Wednesday, May 6, 2020

Binding: Saturation Transfer Difference

One of the strengths of NMR is the variety of methods that have been developed to understand different aspects of molecular interactions. The previous post discussed the waterLOGSY experiment, which identifies small molecules that bind to larger molecules. The saturation transfer difference experiment is another method that identifies molecules that bind another, but it relies on a different mechanism than the waterLOGSY experiment and so is often useful in different situations.

Spectra obtained from a saturation transfer difference (STD) experiment are shown below. The same sample that was used for the waterLOGSY spectra was used here, namely 1.0 mM L-tryptophan, 1.0 mM D-sucrose and 0.1 mM bovine serum albumin (BSA) in phosphate buffer at pH 6.5. The figure shows the two 1D spectra obtained from the standard Bruker implementation of the STD experiment. The upper, red spectrum is a reference spectrum, which shows signals from everything in the sample, while the lower, blue spectrum shows signals only from the molecules that bind.


Comparison of the two spectra shows that the STD spectrum does not contain any of the sucrose peaks. The anomeric sucrose signal near 5.3 ppm is missing, as are the signals between 4.0 and 3.5 ppm. The large sucrose methylene peaks around 3.7 ppm have produced sharp positive and negative subtraction artifacts, but these are relatively easy to distinguish from the real aliphatic tryptophan peaks in the same region.

Where waterLOGSY relies on the NOE to transfer magnetisation between molecules, the STD uses spin diffusion. As the name suggests, STD is a difference experiment. A pair of spectra are collected with saturation at different positions and a difference spectrum generated. In the example above the excitation positions used were -40 ppm, where no resonances appear, and 0 ppm where only resonances of the large molecule (BSA) appear. When the resonances of the large molecule are saturated, then spin diffusion can transfer their magnetisation to nearby nuclei that were not excited. For example, those of a small molecule that is bound to the large one. Generating the difference between the two spectra shows signals only from the nuclei in contact with the large molecule.

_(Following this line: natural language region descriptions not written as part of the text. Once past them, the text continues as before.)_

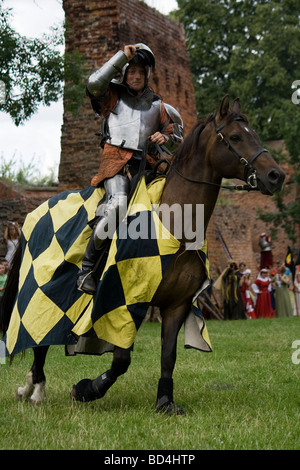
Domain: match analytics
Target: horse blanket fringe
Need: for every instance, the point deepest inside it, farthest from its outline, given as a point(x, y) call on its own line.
point(50, 310)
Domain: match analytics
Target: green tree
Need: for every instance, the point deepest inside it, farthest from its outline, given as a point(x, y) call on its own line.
point(33, 71)
point(250, 49)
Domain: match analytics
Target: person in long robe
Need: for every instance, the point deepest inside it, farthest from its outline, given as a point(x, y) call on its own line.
point(263, 307)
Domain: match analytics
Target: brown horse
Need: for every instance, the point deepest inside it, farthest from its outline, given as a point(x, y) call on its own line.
point(223, 146)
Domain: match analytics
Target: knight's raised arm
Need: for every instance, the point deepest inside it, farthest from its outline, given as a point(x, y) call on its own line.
point(99, 80)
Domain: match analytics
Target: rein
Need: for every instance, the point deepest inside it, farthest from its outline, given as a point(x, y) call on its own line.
point(249, 169)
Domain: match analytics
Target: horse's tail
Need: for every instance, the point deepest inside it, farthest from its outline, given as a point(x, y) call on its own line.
point(10, 291)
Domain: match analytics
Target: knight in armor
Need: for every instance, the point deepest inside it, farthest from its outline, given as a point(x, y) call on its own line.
point(131, 113)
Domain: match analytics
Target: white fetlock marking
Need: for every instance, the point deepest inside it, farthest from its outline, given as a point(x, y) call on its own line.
point(39, 393)
point(24, 392)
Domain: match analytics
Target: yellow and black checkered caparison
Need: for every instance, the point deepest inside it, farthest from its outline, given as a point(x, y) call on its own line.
point(50, 310)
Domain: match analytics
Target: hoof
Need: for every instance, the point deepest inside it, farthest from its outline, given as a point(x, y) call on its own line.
point(78, 392)
point(170, 408)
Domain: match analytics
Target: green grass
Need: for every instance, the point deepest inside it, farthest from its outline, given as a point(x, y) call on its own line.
point(244, 395)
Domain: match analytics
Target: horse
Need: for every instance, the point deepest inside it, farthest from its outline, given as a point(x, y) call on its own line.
point(223, 145)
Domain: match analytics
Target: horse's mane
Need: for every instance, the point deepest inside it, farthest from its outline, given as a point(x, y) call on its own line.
point(191, 143)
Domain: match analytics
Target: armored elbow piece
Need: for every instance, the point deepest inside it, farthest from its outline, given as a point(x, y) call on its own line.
point(177, 135)
point(98, 82)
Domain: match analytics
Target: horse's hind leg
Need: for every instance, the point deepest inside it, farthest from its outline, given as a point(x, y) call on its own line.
point(172, 320)
point(34, 389)
point(89, 390)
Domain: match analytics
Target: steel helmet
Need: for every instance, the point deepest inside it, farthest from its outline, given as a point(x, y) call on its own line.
point(143, 56)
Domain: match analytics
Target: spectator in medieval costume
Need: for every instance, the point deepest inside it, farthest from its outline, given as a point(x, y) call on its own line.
point(245, 284)
point(283, 300)
point(262, 288)
point(131, 113)
point(232, 299)
point(297, 295)
point(266, 255)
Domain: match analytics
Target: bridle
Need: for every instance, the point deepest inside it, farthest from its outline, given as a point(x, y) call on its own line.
point(249, 171)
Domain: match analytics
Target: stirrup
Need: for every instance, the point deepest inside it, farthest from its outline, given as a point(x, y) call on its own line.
point(87, 283)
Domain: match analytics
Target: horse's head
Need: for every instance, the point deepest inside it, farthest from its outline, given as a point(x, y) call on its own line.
point(237, 152)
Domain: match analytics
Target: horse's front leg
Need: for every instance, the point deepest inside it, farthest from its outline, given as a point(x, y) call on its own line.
point(34, 389)
point(89, 390)
point(172, 321)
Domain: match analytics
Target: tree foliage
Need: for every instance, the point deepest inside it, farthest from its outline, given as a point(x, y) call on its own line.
point(250, 49)
point(31, 69)
point(34, 71)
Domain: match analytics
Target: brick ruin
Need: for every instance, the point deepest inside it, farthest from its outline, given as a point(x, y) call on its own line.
point(98, 29)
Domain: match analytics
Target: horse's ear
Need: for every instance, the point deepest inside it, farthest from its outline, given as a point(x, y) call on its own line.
point(236, 107)
point(224, 107)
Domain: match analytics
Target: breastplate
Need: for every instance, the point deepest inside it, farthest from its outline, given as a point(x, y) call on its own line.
point(129, 127)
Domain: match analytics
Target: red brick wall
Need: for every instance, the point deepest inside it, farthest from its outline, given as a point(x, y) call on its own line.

The STD and waterLOGSY experiments both do much the same thing, they allow a mixture of molecules to be screened for those that bind to a large target molecule. Their differences, however, complement each other and allow a greater range of systems to be studied. For example STD has no limitations on the size of the molecules being examined, whereas waterLOGSY reports only on small molecules binding large ones. However, waterLOGSY is more sensitive than STD, and can be used even if there is no part of the spectrum that contains only peaks from the large molecule.